Mas, se superadas estas dificuldades, o resultado é magistral. O verso acumulado prende o argumento do discurso pelo fato das frases estarem amarradas pelas rimas (apenas cuidado para não exagerar, e para manter a levada variando, evitando assim cansar o receptor pela repetição da rima).
Me lembro que a primeira vez que vi um verso acumulado foi em “Política”, do extinto grupo Athaliba e a Firma.
Política,
Nossa vida mais e mais ficando crítica,
Basta olhar que você vê que a vida cívica
deteriora tanto quanto a coisa pública.
Quanto choro, quanta fome, quanta súplica,
quanto nojo de saber que gente estúpida –
de mamatas vão vivendo na república,
chegou lá sem declarar riqueza súbita...
Joga o jogo de enganar postura física...
de enganar figura lá, postura cênica.
Vem política estúpida e anêmica,
vem política raquítica, cínica.
Choque vai, inflação vem de forma cíclica.
Nem precisa consultar a estatística
pois de fato a gente sente a vida rústica
que não há como mudar o tom da música,
pois vai mudar, vai melhorar, vai ficar nítida –
sua alegria de viver será explícita.
Nos palanques bem montados, boa acústica,
são patéticas promessas de política.
(“Política”, Athaliba e a Firma)
Meu aliado / do lado / errado / foi detonado,//
com calibre / grosso / e chumbo / pesado,//
Cabo / dobrado, / cano / serrado...//
Usado / com crueldade, / na razão / da sua morte...//
(...) Fato / passado, / riscado / em calendário,//
Dia, mês / e horário / macabro / marcado,//
Seis alças / lacrado, / sendo / carregado.//
Relembro / o momento / não temo / o que digo chegado.//
(“Luto”, Pavilhão 9)
Eu não desisto, perigo, está além do que eu preciso.
Eu sei muito bem disso, já tenho o que necessito.
Um microfone, um vocabulário mixo,
uma rima que não vale um real puma pá de crítico.
Ridículo, não dou à mínima, eu conquisto o título
que você quer ganhar. Sigo invicto, o papo é verídico,
pra rima vivo num clima periférico.
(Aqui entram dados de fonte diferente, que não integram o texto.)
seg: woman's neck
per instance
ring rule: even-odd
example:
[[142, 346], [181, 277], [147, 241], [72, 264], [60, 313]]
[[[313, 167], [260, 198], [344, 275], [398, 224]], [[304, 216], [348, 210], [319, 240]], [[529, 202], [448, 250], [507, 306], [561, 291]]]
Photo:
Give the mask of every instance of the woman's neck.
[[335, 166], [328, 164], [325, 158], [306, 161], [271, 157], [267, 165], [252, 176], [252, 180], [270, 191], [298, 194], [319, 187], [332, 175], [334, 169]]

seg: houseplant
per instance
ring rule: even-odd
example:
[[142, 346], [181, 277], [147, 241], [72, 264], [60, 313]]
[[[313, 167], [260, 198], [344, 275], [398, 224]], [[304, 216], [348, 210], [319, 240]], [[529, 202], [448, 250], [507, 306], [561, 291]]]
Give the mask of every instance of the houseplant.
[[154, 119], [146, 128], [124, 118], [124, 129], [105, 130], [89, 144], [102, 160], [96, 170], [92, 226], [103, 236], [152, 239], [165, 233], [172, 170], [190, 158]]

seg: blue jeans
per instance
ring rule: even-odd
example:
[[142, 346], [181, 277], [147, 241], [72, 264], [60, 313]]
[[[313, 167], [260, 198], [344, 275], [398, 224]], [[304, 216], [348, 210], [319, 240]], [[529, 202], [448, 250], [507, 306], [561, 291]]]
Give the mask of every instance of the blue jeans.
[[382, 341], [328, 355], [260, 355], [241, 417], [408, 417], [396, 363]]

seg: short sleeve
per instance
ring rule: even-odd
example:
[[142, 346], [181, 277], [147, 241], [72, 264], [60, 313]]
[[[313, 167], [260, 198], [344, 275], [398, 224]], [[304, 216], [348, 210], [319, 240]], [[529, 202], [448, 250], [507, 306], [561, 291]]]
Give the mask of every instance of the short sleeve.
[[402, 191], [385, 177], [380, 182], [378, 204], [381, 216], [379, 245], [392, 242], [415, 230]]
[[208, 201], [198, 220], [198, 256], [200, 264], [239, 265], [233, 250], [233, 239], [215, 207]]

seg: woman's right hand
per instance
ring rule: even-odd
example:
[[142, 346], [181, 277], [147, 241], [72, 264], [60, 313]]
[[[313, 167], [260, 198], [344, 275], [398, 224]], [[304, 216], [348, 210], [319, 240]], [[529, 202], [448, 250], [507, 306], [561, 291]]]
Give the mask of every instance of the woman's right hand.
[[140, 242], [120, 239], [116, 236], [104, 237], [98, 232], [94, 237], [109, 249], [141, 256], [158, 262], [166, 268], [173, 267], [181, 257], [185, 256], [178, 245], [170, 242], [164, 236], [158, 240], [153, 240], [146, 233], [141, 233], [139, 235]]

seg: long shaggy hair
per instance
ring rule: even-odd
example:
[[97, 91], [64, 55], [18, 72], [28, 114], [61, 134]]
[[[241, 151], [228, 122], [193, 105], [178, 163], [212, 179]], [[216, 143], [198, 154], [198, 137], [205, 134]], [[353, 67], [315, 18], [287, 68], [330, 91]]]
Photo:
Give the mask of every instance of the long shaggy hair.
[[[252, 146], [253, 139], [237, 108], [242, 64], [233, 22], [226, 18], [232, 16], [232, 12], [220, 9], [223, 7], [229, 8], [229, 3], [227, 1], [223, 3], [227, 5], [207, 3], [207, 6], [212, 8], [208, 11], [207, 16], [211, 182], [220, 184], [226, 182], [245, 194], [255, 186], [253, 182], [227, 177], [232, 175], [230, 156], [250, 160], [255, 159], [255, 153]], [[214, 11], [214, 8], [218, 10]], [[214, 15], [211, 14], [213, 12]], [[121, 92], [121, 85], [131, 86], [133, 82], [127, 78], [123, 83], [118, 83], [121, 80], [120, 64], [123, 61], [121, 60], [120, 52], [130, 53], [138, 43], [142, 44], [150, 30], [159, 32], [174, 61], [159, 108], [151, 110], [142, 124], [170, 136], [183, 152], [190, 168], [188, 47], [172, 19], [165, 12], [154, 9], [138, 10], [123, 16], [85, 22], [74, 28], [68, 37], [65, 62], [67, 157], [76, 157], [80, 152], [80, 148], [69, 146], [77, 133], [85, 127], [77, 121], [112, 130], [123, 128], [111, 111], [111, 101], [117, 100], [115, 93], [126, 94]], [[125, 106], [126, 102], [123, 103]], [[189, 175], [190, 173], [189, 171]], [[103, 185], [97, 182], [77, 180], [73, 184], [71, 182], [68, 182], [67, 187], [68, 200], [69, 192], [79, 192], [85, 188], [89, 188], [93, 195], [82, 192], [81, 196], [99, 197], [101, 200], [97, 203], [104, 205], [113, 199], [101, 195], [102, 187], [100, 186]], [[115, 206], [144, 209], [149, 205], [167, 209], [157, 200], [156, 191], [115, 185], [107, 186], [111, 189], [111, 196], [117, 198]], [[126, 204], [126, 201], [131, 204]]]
Vamos lá...
risca, ai DJ, risca meu disco, a esquina é um perigo,
Xis, Estado Crítico, o RAP é um vício,
fundamental, político, pra guerrear,
vote 4P (o partido legítimo) (...)
(“Perigo”, Xis)
Eu vou fazer o terror, mandar meu alô,
ai quem não puxa estica, eu sei, que logo liga, ligou!
Pra mim só se for agora nesse instante.
Meter a bola pro gol, eu sou o centro-avante.
No RAP, camisa nove rimador de estilo,
O defensor verdadeiro, atômico (ganhou?).
(“Seja Como For”, Xis)
Estes dois exemplos anteriores mostram as enormes possibilidades do verso acumulado. Enquanto em “Perigo” Xis utilizou rimas bem fechadas, sem muita variação entre elas (assim como em “Política”, do Athaliba e a Firma), em “Seja Como For” o rapper procurou “moldar” as palavras para se adequarem ao seu discurso – além de evitar a estrutura mais comum, colocando as rimas em locais inesperados da frase. Desta forma, ele pronuncia “terrô”, “fô”, “sô”, “atomico”, de uma forma tão sutil que as rimas se encaixam com perfeição, mesmo para palavras tão diferentes como “atômico” e “ganhou”.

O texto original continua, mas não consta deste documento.